So, in empirical arguments, I applaud the injunction to use data that are neutral on the point at issue between myself and my opponent--in that sense, data that my opponent at least should grant if he is reasonable. But by no means does this mean that we must use premises at every level that are agreed upon by a "consensus of scholarship" in a given field. The consensus of scholarship might be so far wrong that, if we limit ourselves to what it will grant for our intermediate premises, we will simply have an argument that is too weak to support the conclusion we think is true and, ultimately, well-supported.
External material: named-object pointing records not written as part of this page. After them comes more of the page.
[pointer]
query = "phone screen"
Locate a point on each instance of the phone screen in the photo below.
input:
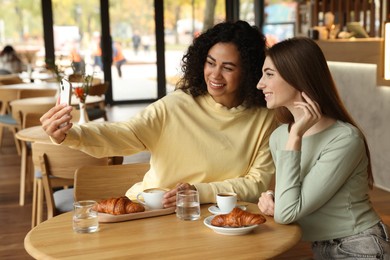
(66, 92)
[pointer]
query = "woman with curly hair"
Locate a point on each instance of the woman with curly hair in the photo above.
(211, 134)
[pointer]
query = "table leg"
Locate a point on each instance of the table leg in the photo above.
(23, 169)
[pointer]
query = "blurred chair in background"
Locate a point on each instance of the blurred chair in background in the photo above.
(104, 182)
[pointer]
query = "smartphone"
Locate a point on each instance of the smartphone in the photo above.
(66, 92)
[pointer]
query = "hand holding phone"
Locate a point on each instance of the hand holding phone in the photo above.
(66, 92)
(65, 95)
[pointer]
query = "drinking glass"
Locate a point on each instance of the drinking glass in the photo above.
(187, 205)
(85, 216)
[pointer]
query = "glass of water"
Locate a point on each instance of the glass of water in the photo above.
(187, 205)
(85, 216)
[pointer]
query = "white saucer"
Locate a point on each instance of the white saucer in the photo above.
(216, 211)
(228, 231)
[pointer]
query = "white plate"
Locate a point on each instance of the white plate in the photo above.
(216, 211)
(228, 231)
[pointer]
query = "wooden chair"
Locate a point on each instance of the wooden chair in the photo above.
(10, 79)
(6, 119)
(103, 182)
(58, 164)
(29, 93)
(97, 111)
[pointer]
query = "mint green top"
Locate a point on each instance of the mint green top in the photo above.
(324, 186)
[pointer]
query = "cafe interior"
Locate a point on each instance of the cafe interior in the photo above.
(79, 40)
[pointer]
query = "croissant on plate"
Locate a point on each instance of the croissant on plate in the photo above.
(118, 206)
(237, 218)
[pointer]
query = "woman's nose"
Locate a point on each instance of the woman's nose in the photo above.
(216, 72)
(260, 84)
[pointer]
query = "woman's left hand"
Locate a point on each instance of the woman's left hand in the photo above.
(266, 203)
(311, 115)
(169, 199)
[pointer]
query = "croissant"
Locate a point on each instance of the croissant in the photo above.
(118, 206)
(237, 218)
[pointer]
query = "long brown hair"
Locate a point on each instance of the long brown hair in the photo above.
(302, 64)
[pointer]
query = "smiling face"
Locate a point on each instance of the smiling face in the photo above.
(222, 73)
(278, 93)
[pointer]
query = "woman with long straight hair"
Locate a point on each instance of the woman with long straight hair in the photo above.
(323, 169)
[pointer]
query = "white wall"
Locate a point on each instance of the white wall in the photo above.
(370, 107)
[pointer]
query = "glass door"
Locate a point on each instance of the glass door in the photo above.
(76, 29)
(134, 67)
(21, 28)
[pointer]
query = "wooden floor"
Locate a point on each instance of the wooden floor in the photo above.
(15, 219)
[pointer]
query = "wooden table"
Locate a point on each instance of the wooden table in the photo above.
(20, 86)
(163, 237)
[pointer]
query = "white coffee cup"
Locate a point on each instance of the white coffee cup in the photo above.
(152, 198)
(226, 201)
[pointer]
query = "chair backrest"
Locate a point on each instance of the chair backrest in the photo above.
(60, 162)
(29, 93)
(33, 119)
(103, 182)
(19, 111)
(10, 79)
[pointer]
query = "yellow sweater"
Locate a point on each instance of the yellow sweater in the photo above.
(193, 140)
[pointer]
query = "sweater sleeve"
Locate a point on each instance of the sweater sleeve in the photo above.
(296, 198)
(138, 134)
(257, 178)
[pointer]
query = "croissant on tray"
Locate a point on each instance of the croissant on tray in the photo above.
(118, 206)
(237, 218)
An analogy may help somewhat here. Suppose that there is some event that an historian thinks occurred in the life of Abraham Lincoln. Suppose that the evidence for this event consists chiefly of some letters, purporting to be written by several of Lincoln's close friends, that refer to the event. Suppose that, for some reason, the authenticity of these letters is controversial within the circles of Lincoln scholarship. The scholar who wishes to defend the event then has the job of arguing from various internal marks of authenticity, from external evidence, and the like that the letters are indeed written by people "in the know" about Lincoln's doings, that they are solid primary source documents, and that therefore the event occurred. The relevant intermediate premises concern the provenance, authorship, etc., of the letters. Since the letters are disputed, and since there isn't enough other intermediate evidence that is undisputed to support the occurrence of the event, he doesn't have the luxury of using only intermediate premises that are granted by the consensus of scholarship. But that doesn't mean that he will be doing anything dogmatic, "presuppositional," or illicit. He simply has to back up farther to other information about (say) the content of the documents, the shape of the handwriting, and other points at that level, to find the common ground that should be granted to him by reasonable opponents who dispute the provenance of the documents.
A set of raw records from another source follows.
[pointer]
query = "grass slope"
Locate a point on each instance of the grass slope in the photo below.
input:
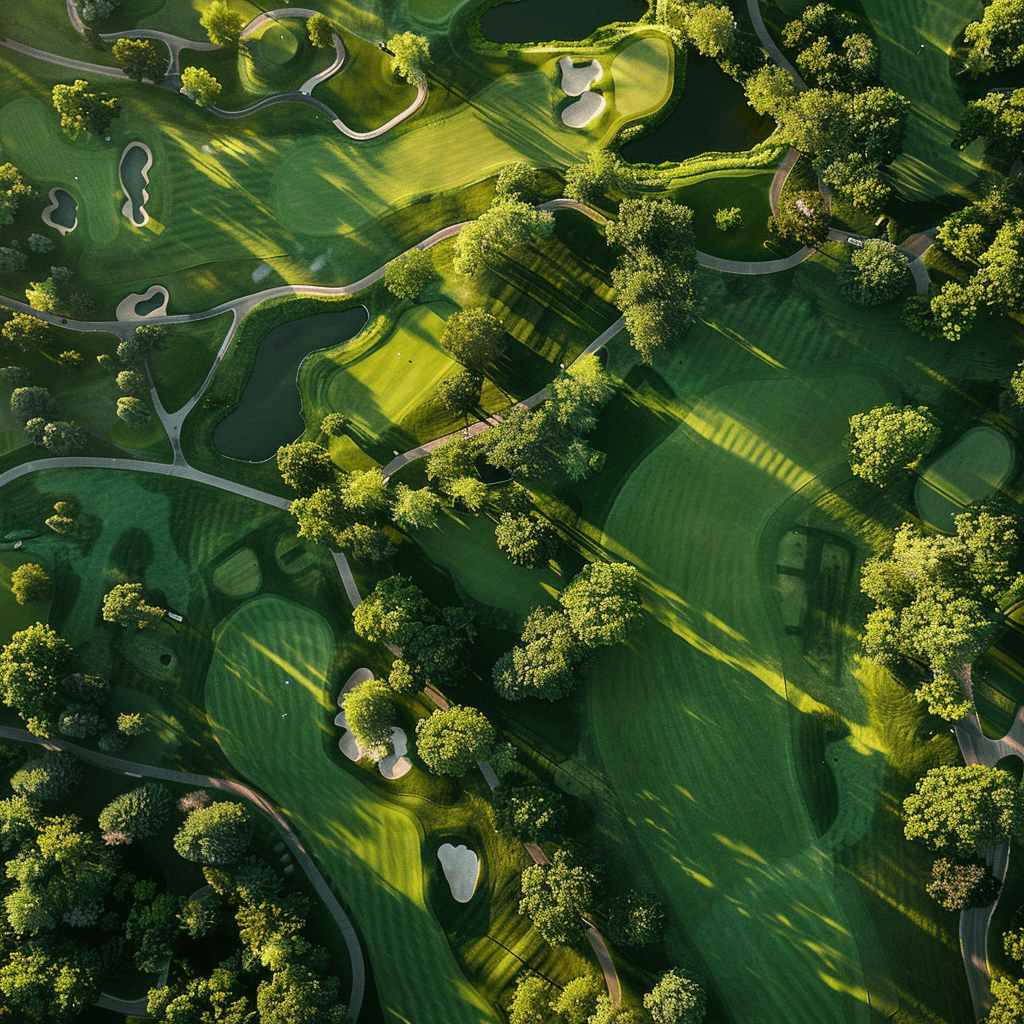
(369, 846)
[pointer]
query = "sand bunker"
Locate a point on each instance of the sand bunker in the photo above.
(462, 868)
(61, 213)
(395, 765)
(127, 311)
(133, 172)
(576, 81)
(580, 114)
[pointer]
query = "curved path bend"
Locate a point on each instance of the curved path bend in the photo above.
(260, 803)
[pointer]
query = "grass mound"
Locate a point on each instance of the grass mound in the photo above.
(976, 467)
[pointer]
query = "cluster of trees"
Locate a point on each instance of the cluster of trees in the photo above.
(936, 596)
(653, 274)
(988, 237)
(601, 606)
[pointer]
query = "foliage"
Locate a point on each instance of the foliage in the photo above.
(215, 835)
(81, 110)
(451, 741)
(603, 602)
(30, 583)
(960, 885)
(876, 273)
(529, 813)
(890, 438)
(407, 276)
(125, 606)
(963, 810)
(677, 998)
(556, 897)
(410, 53)
(201, 86)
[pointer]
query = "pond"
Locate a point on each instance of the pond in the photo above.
(537, 20)
(712, 116)
(269, 413)
(62, 211)
(135, 163)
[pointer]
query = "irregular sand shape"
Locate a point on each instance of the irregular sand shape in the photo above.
(462, 868)
(394, 766)
(53, 207)
(580, 114)
(126, 307)
(576, 81)
(129, 208)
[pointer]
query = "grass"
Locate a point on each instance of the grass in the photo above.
(976, 467)
(371, 848)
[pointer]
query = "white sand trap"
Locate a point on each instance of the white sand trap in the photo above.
(126, 307)
(462, 868)
(580, 114)
(576, 81)
(394, 766)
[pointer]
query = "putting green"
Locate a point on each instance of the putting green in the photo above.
(976, 467)
(379, 384)
(370, 848)
(695, 736)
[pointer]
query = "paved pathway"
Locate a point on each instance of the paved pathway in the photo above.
(257, 800)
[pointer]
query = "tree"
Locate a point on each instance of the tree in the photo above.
(502, 229)
(81, 110)
(451, 741)
(407, 276)
(556, 897)
(677, 998)
(30, 583)
(474, 337)
(125, 606)
(603, 602)
(409, 54)
(370, 713)
(13, 188)
(875, 274)
(133, 412)
(139, 58)
(529, 813)
(415, 509)
(223, 26)
(200, 86)
(216, 835)
(321, 31)
(27, 333)
(459, 395)
(48, 777)
(518, 181)
(305, 466)
(963, 810)
(527, 540)
(890, 438)
(960, 885)
(944, 697)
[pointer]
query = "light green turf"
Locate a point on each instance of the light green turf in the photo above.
(715, 797)
(371, 848)
(380, 384)
(929, 167)
(465, 545)
(977, 466)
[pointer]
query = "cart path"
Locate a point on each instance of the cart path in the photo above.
(255, 798)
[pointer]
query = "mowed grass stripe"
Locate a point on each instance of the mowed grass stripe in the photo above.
(694, 734)
(370, 849)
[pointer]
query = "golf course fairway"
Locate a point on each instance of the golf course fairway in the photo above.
(708, 775)
(372, 848)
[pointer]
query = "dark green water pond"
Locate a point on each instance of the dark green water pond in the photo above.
(539, 20)
(712, 116)
(269, 413)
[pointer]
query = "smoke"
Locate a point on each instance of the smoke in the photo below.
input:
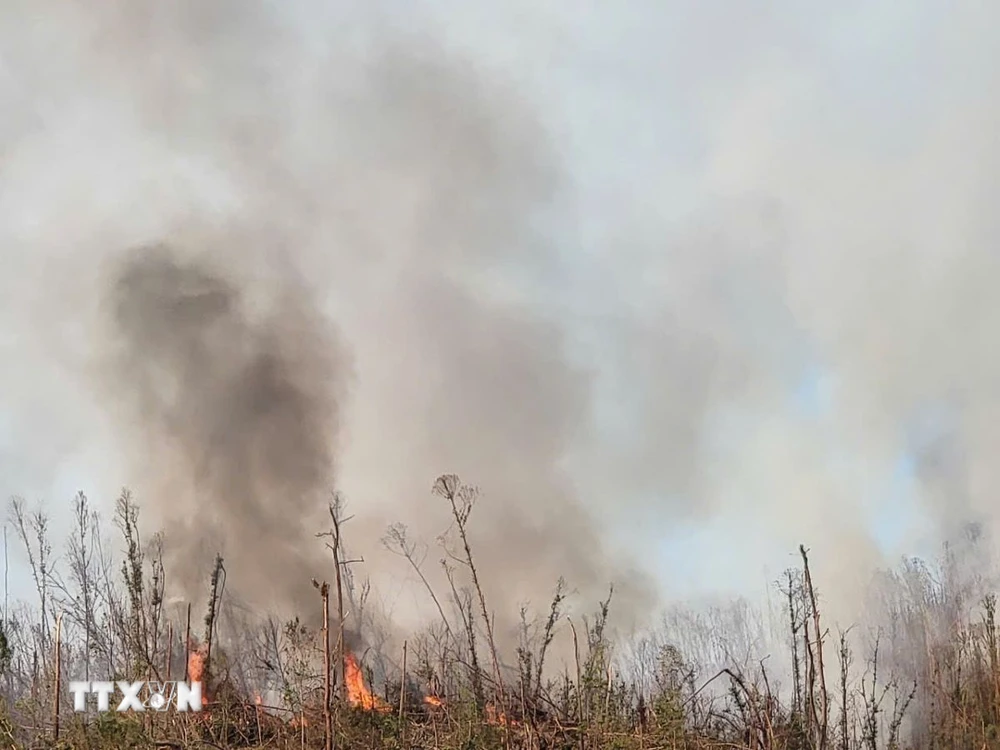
(239, 413)
(433, 258)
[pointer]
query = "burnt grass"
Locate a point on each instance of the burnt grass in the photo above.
(925, 673)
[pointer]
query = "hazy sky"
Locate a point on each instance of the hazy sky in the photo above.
(770, 251)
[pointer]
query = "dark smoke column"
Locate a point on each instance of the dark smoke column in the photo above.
(230, 415)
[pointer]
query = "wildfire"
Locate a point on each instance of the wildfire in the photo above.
(196, 670)
(498, 718)
(357, 694)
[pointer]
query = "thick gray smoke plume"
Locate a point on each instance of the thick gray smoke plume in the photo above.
(239, 408)
(677, 295)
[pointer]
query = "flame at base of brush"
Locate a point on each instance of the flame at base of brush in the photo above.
(498, 718)
(197, 661)
(358, 695)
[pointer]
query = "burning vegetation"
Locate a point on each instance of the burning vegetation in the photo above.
(283, 690)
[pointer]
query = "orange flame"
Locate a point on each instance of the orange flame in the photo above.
(196, 669)
(498, 717)
(357, 694)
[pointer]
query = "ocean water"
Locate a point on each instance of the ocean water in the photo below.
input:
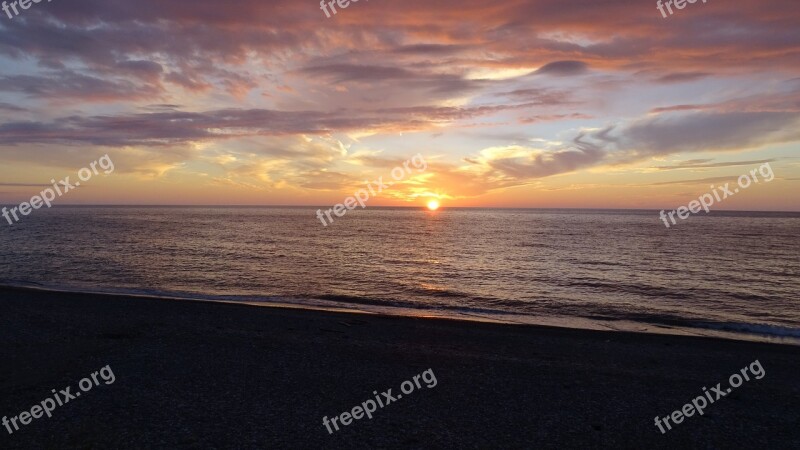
(734, 275)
Once again, I am not attributing the question I have raised here to Keener, but his post seems a good opportunity to address it given the reasonable point that scholars work from common ground in making their arguments.

If you are interested in these issues and wonder if I am doing something illicit in "attacking the minimal facts argument," I suggest that you dig into these matters and see what I have to say. Meanwhile, I hope that this summary and follow-up are helpful in their own way.